Senate President Pro Tempore Phil Berger (R-Rockingham) announced earlier in October that the Senate would close out the long session by the end of the month. He made good on that promise last week, when the Senate left town after nearly nine months of session. The House also adjourned at the end of October.
Notably, the Senate did not take up an override vote of the governor’s veto of the state budget. Passed in June, the budget allocated $24 billion in state funding. Gov. Cooper vetoed the budget primarily because it failed to include Medicaid expansion, his signature issue for the legislative session and an overall bad idea for North Carolina.
The House overrode the governor’s veto in a controversial session where a majority of the Democratic House members were not present (and we still don’t know where they were). The fake news narrative that the Democrats were at a September 11th memorial service made the event blow up, and increased the political pressure on Senate Democrats to hold the party line on the governor’s veto. This could have influenced Senate leadership’s decision to adjourn without the veto override vote, if they felt the vote would ultimately fail.
What are the implications of adjourning without a state budget?

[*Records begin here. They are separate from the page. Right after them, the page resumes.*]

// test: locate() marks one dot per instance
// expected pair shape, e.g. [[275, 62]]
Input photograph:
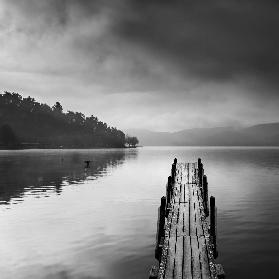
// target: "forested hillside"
[[27, 123]]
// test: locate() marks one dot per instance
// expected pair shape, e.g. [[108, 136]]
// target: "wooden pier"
[[186, 235]]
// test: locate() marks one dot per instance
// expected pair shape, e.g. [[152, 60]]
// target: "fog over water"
[[168, 65], [59, 220]]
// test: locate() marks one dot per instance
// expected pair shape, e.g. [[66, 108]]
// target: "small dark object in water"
[[87, 164]]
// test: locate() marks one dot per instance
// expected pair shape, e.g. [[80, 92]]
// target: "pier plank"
[[187, 237]]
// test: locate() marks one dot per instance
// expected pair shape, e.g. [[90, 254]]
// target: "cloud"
[[161, 62]]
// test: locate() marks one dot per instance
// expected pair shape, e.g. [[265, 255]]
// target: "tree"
[[7, 135], [57, 107], [131, 141]]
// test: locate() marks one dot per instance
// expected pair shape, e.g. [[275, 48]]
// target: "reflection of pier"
[[186, 243]]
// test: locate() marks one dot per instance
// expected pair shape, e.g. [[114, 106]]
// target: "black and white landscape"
[[97, 98]]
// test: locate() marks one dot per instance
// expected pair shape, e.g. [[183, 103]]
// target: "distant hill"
[[27, 123], [258, 135]]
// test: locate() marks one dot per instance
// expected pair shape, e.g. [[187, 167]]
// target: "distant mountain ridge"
[[257, 135]]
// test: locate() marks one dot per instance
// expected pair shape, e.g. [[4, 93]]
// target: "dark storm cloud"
[[155, 57], [210, 39], [205, 39]]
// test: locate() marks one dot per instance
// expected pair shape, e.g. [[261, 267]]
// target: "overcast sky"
[[161, 65]]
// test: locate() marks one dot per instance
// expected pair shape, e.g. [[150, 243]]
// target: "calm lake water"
[[58, 220]]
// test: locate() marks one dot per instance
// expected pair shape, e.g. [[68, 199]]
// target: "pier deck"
[[186, 243]]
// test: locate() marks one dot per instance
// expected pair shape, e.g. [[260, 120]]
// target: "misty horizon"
[[156, 65]]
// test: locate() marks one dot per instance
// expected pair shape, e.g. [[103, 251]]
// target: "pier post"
[[199, 163], [205, 195], [213, 225], [168, 195], [160, 229]]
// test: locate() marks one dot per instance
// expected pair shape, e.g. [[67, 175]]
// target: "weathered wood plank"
[[187, 258], [178, 258], [171, 258], [196, 267], [205, 270], [186, 240]]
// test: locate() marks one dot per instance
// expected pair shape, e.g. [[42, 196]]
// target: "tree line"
[[27, 123]]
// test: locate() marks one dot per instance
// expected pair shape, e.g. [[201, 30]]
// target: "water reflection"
[[103, 225], [41, 172]]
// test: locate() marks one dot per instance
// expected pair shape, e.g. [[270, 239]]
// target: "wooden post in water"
[[205, 195], [213, 225], [160, 229], [169, 194]]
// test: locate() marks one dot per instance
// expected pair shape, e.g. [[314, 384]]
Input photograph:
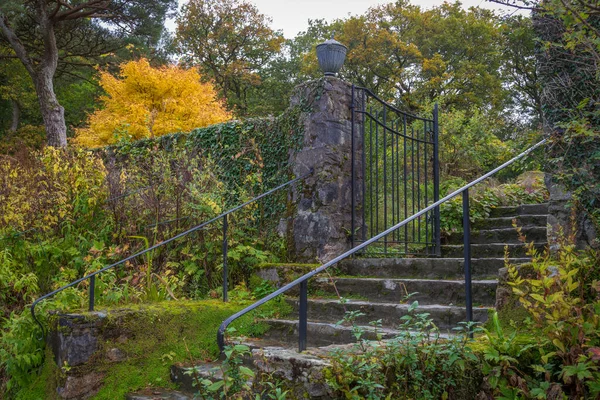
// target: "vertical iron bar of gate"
[[427, 247], [467, 254], [92, 292], [376, 176], [225, 285], [436, 180], [418, 188], [370, 169], [398, 179], [412, 175], [393, 175], [363, 108], [302, 316], [404, 139], [385, 177], [353, 191]]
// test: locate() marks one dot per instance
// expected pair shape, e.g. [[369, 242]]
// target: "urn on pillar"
[[331, 55]]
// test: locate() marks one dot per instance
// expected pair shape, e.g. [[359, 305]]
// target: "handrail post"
[[302, 316], [467, 255], [436, 180], [92, 290], [225, 285]]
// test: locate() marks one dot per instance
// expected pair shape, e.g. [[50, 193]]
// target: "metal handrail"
[[92, 276], [302, 281]]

Is the state headed for a shutdown, or could it face “underfunding,” as some on the Left vaguely claim?
The situation is actually far from dire. Due to a 2016 change in law, the state reverts back to the previous year’s spending level if a new budget is not passed by the beginning of the new fiscal year (July 1). North Carolina has been operating under such a continuation budget for four months now. The General Assembly has passed a series of “mini-budget” bills, however, implementing some of the most popular spending increases from the larger budget – such as funding for rape kit testing and teacher and state employee pay raises.
All things considered, the wheels of state government have continued to roll under the continuation spending and mini-budget model, so the legislature’s decision to leave with no official budget document is not unreasonable given the on-going battle with the governor and the cost to taxpayers of the ongoing session. In fact, state taxpayers benefit from the move if this method of budgeting is the price to pay for not expanding Medicaid, which would cost the state hundreds of millions of dollars and threaten access to healthcare for the state’s most in-need populations.